The Nine of Wands makes sense as a heightened and more intense version of the Three of Wands. Much like its triune predecessor, the the Nine of Wands is about being out on your own. It’s about being propelled forward, wall of wands at your back. The big difference here is that the Nine of Wands features someone who isn’t just at the start of their journey; it features someone who is deep in the thick of it–or perhaps nearing its end, since we are at the end of the one-to-ten sequence of the suit of Wands in the Minor Arcana. Their bandaged, beaten, and battered look is the look of someone who has endured much, and fought hard over a long, long time. In the Three of Wands, we have the look and stance of someone brimming with persistence and a desire to press forth towards their goal. Here, in the Nine of Wands, we are someone who has had their endurance, perseverance, and will to keep fighting put to the test, pushed to their absolute limits and beyond. As with the other Nines, we face this test to our persistence alone. Nevertheless, I see a quiet confidence and satisfaction in this person’s face: They have weathered the worst of battles (and even seen their fair share of success in the Six of Wands), but they are more than capable of taking on and surviving whatever else is going to come their way.

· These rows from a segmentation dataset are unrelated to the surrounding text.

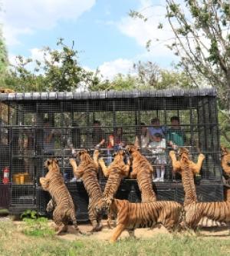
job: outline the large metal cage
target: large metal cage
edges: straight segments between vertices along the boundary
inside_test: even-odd
[[[199,200],[222,200],[216,99],[216,92],[212,88],[0,94],[1,182],[2,169],[9,166],[10,211],[36,209],[47,214],[49,195],[41,188],[39,178],[45,175],[44,161],[51,155],[59,159],[67,186],[77,204],[77,218],[87,219],[87,194],[82,181],[73,179],[68,158],[74,148],[91,149],[93,153],[95,144],[100,142],[94,136],[96,120],[100,123],[106,141],[121,127],[123,141],[130,144],[140,138],[142,122],[150,126],[150,120],[157,117],[166,136],[170,118],[179,117],[186,135],[184,146],[189,149],[192,159],[196,161],[199,152],[205,155],[201,178],[196,180]],[[53,135],[51,152],[46,151],[46,133]],[[106,161],[112,153],[107,144],[101,147],[101,155]],[[182,201],[180,177],[172,172],[170,149],[166,148],[164,182],[154,183],[154,189],[159,200]],[[153,151],[145,150],[143,154],[156,165]],[[98,178],[103,188],[106,178],[101,171]],[[136,181],[124,179],[117,197],[139,201]]]

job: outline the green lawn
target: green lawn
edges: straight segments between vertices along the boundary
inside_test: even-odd
[[[0,255],[202,255],[230,254],[230,237],[204,238],[191,234],[158,234],[148,240],[123,239],[116,244],[90,236],[74,241],[54,234],[33,237],[22,234],[12,221],[0,219]]]

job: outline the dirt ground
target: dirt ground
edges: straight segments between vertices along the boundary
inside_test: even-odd
[[[51,225],[54,226],[54,224],[51,221]],[[92,226],[90,224],[79,224],[78,227],[81,231],[87,233],[87,238],[94,239],[94,240],[101,240],[101,241],[109,241],[114,228],[109,229],[107,227],[106,221],[103,222],[104,228],[100,232],[90,233]],[[221,239],[229,239],[229,231],[230,227],[215,227],[215,228],[203,228],[199,231],[199,234],[205,238],[211,238],[215,237]],[[136,228],[135,230],[135,236],[138,239],[148,239],[153,238],[155,236],[159,234],[169,234],[168,231],[163,227],[161,226],[159,228],[155,228],[153,229],[150,228]],[[194,234],[192,232],[192,235]],[[60,236],[61,238],[68,240],[68,241],[74,241],[79,238],[74,231],[74,229],[72,226],[69,226],[68,231],[67,233],[64,233]],[[84,238],[84,236],[83,236]],[[129,238],[129,234],[127,231],[123,231],[120,239],[123,239],[125,238]]]
[[[0,221],[4,221],[8,220],[9,217],[0,218]],[[13,221],[16,225],[20,226],[21,221]],[[52,228],[55,226],[54,223],[52,221],[49,221],[49,225]],[[100,232],[90,233],[90,230],[92,226],[90,224],[79,224],[79,228],[84,233],[86,233],[86,235],[80,235],[81,238],[84,239],[87,238],[87,239],[93,240],[100,240],[100,241],[109,241],[114,228],[109,229],[107,226],[107,223],[105,221],[103,221],[103,230]],[[219,239],[229,239],[230,238],[230,227],[213,227],[213,228],[202,228],[197,233],[200,237],[203,239],[205,238],[212,238],[215,237]],[[168,231],[163,227],[155,228],[153,229],[150,228],[136,228],[135,230],[135,236],[138,239],[148,239],[153,238],[156,235],[169,234]],[[191,232],[191,234],[194,234],[194,233]],[[67,240],[67,241],[74,241],[76,239],[79,239],[79,234],[76,234],[74,228],[73,226],[70,225],[68,227],[68,231],[66,233],[63,233],[59,236],[61,238]],[[128,238],[129,234],[127,231],[123,231],[120,239],[123,239],[125,238]]]

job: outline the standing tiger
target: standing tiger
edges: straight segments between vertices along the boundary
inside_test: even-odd
[[[153,166],[136,146],[127,145],[126,149],[130,154],[132,159],[133,171],[130,178],[136,178],[141,191],[141,201],[143,203],[156,201],[156,196],[153,188]]]
[[[117,215],[117,227],[110,240],[114,242],[127,229],[134,236],[136,228],[152,228],[162,224],[169,231],[179,227],[182,205],[176,201],[159,201],[150,203],[130,203],[127,200],[104,198],[104,210]],[[100,211],[100,209],[98,209]]]
[[[222,167],[223,175],[225,200],[230,201],[230,151],[226,148],[222,148]]]
[[[104,176],[108,178],[103,193],[104,198],[113,198],[122,178],[129,175],[130,163],[130,160],[127,165],[124,163],[124,156],[125,151],[120,150],[115,154],[113,162],[108,167],[105,165],[103,158],[98,161]]]
[[[103,193],[103,197],[105,198],[113,198],[118,190],[122,178],[127,177],[130,172],[130,160],[128,160],[127,165],[126,165],[123,161],[125,151],[120,150],[114,155],[115,156],[113,161],[108,167],[105,165],[103,158],[100,158],[98,161],[104,176],[108,178]],[[109,228],[111,227],[110,219],[111,214],[109,213],[107,220]]]
[[[186,150],[181,149],[179,155],[181,155],[181,160],[176,161],[175,153],[173,151],[169,153],[173,170],[180,171],[183,182],[183,173],[189,172],[189,169],[190,173],[192,172],[193,167],[195,167],[195,173],[199,171],[204,156],[200,155],[198,164],[194,165],[194,163],[189,163],[189,153],[186,152]],[[183,165],[183,162],[185,162],[185,165]],[[197,202],[196,195],[194,194],[196,190],[193,177],[192,178],[191,175],[188,175],[184,178],[186,178],[186,182],[183,183],[183,186],[186,193],[185,202],[186,201],[184,204],[185,221],[187,227],[195,229],[199,225],[204,226],[204,224],[208,221],[210,222],[210,220],[212,221],[212,225],[220,225],[222,224],[222,222],[230,223],[230,202]],[[186,196],[188,196],[187,200]],[[196,200],[192,201],[192,198]]]
[[[87,150],[83,149],[77,153],[77,157],[80,158],[80,163],[77,166],[76,161],[70,159],[70,164],[73,167],[73,171],[77,178],[81,178],[86,191],[89,196],[89,218],[93,225],[92,231],[99,231],[102,228],[101,216],[97,214],[94,204],[102,199],[102,191],[97,181],[98,166],[97,156],[98,151],[95,150],[94,159],[90,156]]]
[[[54,202],[55,204],[53,219],[58,228],[56,234],[59,234],[61,231],[67,231],[69,221],[72,221],[76,231],[80,231],[77,224],[74,204],[64,185],[58,161],[48,158],[44,162],[44,166],[48,169],[48,172],[44,178],[40,178],[40,183],[42,188],[48,191],[52,198],[48,204],[48,210],[54,208]]]
[[[185,148],[179,151],[179,161],[176,160],[175,151],[171,151],[169,156],[172,159],[173,172],[179,172],[182,176],[182,183],[185,192],[184,206],[197,202],[194,175],[199,174],[205,159],[203,154],[199,154],[197,164],[189,159],[189,151]]]
[[[169,152],[169,156],[172,159],[173,171],[179,172],[182,175],[182,182],[185,191],[184,207],[189,204],[197,203],[194,175],[199,173],[202,161],[205,159],[204,155],[199,154],[197,164],[189,159],[189,151],[185,148],[182,148],[179,151],[179,161],[176,160],[174,151]],[[199,227],[221,226],[223,224],[205,217],[202,218],[198,224]]]

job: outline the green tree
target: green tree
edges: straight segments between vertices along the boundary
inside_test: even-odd
[[[7,73],[8,65],[8,54],[2,36],[2,27],[0,25],[0,83],[1,87],[5,87],[5,78]]]
[[[166,18],[175,38],[168,47],[180,57],[179,65],[199,86],[218,90],[222,135],[228,143],[230,131],[230,2],[228,0],[166,0]],[[131,11],[133,18],[146,17]],[[164,29],[162,24],[158,26]],[[148,45],[150,46],[148,41]]]
[[[2,28],[0,27],[0,73],[5,72],[8,67],[8,55],[5,44],[4,38],[2,37]]]
[[[90,91],[127,91],[137,88],[137,80],[130,75],[117,74],[111,81],[100,81],[97,84],[89,87]]]
[[[61,38],[57,45],[59,49],[43,49],[44,62],[17,56],[5,78],[7,86],[15,91],[71,91],[99,83],[97,74],[79,65],[74,43],[68,47]]]

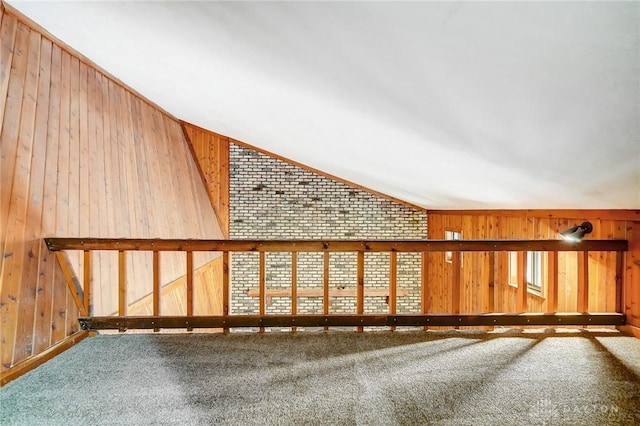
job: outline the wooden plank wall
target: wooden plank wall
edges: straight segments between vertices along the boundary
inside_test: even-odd
[[[627,324],[636,329],[640,337],[640,221],[631,222],[627,227],[629,251],[625,260],[624,310]]]
[[[587,238],[630,239],[634,237],[636,212],[622,211],[430,211],[429,238],[444,239],[445,231],[462,233],[463,239],[556,239],[558,232],[589,220],[594,230]],[[637,223],[637,222],[635,222]],[[633,244],[633,243],[632,243]],[[633,245],[632,245],[633,246]],[[627,285],[640,279],[634,271],[633,251],[627,254]],[[638,253],[635,252],[637,256]],[[493,256],[493,257],[492,257]],[[445,313],[451,309],[452,264],[444,254],[429,254],[427,287],[429,312]],[[546,263],[546,257],[543,258]],[[590,312],[614,312],[616,308],[616,255],[589,253]],[[558,311],[577,309],[578,257],[575,253],[558,255]],[[632,273],[635,273],[632,277]],[[546,271],[543,269],[543,276]],[[516,312],[517,288],[509,284],[507,253],[464,253],[461,272],[460,311],[463,313]],[[633,285],[637,285],[633,284]],[[528,312],[547,312],[547,287],[542,294],[527,294]],[[633,293],[629,287],[627,293]],[[636,291],[637,294],[637,291]],[[631,301],[632,299],[628,299]],[[635,306],[635,305],[633,305]],[[637,309],[637,308],[634,308]],[[636,311],[633,311],[636,312]]]
[[[182,122],[209,199],[229,238],[229,138]]]
[[[61,43],[0,11],[2,371],[69,335],[77,312],[48,236],[222,238],[180,123]],[[184,256],[184,254],[182,254]],[[128,299],[151,256],[127,254]],[[213,259],[196,256],[196,266]],[[82,278],[82,253],[70,253]],[[117,306],[117,253],[92,261],[93,310]],[[167,255],[164,283],[185,274]],[[67,322],[61,326],[59,318]]]

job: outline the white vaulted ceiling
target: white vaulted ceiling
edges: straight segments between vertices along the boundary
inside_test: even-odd
[[[435,209],[640,208],[638,2],[22,2],[174,116]]]

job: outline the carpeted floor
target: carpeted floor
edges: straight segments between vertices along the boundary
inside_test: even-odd
[[[640,339],[345,331],[86,339],[1,425],[637,425]]]

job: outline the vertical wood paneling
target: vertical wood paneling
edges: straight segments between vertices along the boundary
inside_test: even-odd
[[[206,219],[215,212],[179,122],[4,10],[0,36],[0,369],[5,371],[78,329],[74,299],[43,237],[223,234],[216,221]],[[94,284],[95,313],[116,310],[117,254],[94,253],[87,277],[82,253],[68,257],[79,282]],[[194,266],[212,257],[198,254]],[[151,293],[153,262],[149,256],[127,260],[129,296],[140,299]],[[176,256],[163,256],[163,283],[184,272]],[[198,275],[203,284],[196,294],[220,298],[208,288],[221,285],[222,275],[218,282],[214,278],[212,272]],[[207,303],[207,310],[217,303],[222,309],[221,301]]]
[[[224,235],[229,236],[229,138],[182,122]]]
[[[594,224],[594,233],[588,238],[626,239],[630,233],[625,220],[561,216],[561,211],[548,211],[544,216],[535,216],[530,211],[485,211],[482,213],[429,213],[429,238],[442,239],[444,231],[462,230],[464,239],[546,239],[557,238],[558,232],[590,220]],[[612,213],[613,214],[613,213]],[[439,257],[441,256],[441,257]],[[631,256],[626,255],[627,262]],[[444,256],[430,253],[428,258],[427,282],[429,284],[430,312],[450,312],[449,292],[452,267],[444,261]],[[591,312],[615,311],[615,253],[589,253],[586,268],[588,271],[588,293],[581,289],[582,303],[588,301]],[[561,252],[557,258],[543,256],[547,263],[543,268],[546,285],[542,295],[532,292],[518,293],[518,288],[509,284],[509,255],[495,253],[491,267],[487,253],[463,254],[462,268],[462,309],[467,312],[487,312],[491,297],[489,282],[493,282],[494,311],[516,312],[518,307],[527,306],[528,312],[560,311],[574,312],[578,309],[578,255]],[[554,262],[555,261],[555,264]],[[583,271],[585,266],[583,265]],[[491,271],[490,271],[491,269]],[[556,271],[554,273],[554,271]],[[493,277],[491,276],[493,272]],[[550,275],[557,279],[551,282]],[[629,272],[627,271],[627,275]],[[626,282],[626,281],[625,281]],[[549,291],[555,291],[554,300]],[[519,297],[518,297],[519,296]],[[518,306],[517,306],[518,305]]]

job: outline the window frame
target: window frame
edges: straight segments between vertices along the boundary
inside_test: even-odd
[[[444,239],[447,241],[459,241],[462,239],[462,231],[444,231]],[[444,252],[444,261],[446,263],[453,263],[453,252],[445,251]],[[460,253],[460,266],[462,267],[462,253]]]

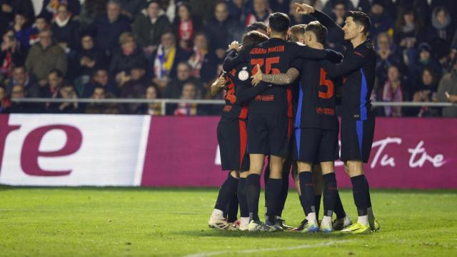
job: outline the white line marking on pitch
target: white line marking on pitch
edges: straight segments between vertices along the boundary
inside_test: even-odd
[[[289,247],[280,247],[280,248],[264,248],[264,249],[247,249],[247,250],[240,250],[240,251],[213,251],[213,252],[203,252],[200,253],[195,253],[185,256],[184,257],[206,257],[206,256],[213,256],[220,254],[224,253],[258,253],[258,252],[264,252],[264,251],[292,251],[292,250],[298,250],[298,249],[307,249],[314,247],[321,247],[321,246],[330,246],[334,244],[346,243],[350,241],[351,240],[341,240],[338,241],[333,242],[327,242],[327,243],[316,243],[313,245],[301,245],[296,246],[289,246]]]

While we are alone, we are still not beaten: For behind us is a veritable palisade of wands, a wall to shield us against the threats we have encountered on our journey, and a defence against what may come in the future. Standing at the ready with the ninth wand in our hands, we are ready, willing and able to give whoever or whatever comes at us the same ferocious energy seen in the Seven of Wands, combined with the confidence of someone coming out of the Six of Wands. In the Three of Wands, we are new, fresh, and relatively inexperienced; here in the Nine of Wands, we are brimming with hard earned experience and wisdom, which has taught us much along our journey.
Self-reflection, persistence and perseverance are the key words I think of when I see this person standing tall and defiant on the card. It is a reminder that when we are taking our bruises and our lumps for being queer, disabled or racialized–whether they be from random strangers on social media, our own family members, or a valued lover or a trusted friend–the only thing we can do (in lieu of damaging our relationships by aggressively lashing out) is to keep on going. The only way out of some damaging social situations and interactions, is to go through that messy hairball of verbal jousting, bruised egos and triggered feelings. Eventually, this too will pass and we will find the peace we want, or the acceptance we need. Eventually, but not now.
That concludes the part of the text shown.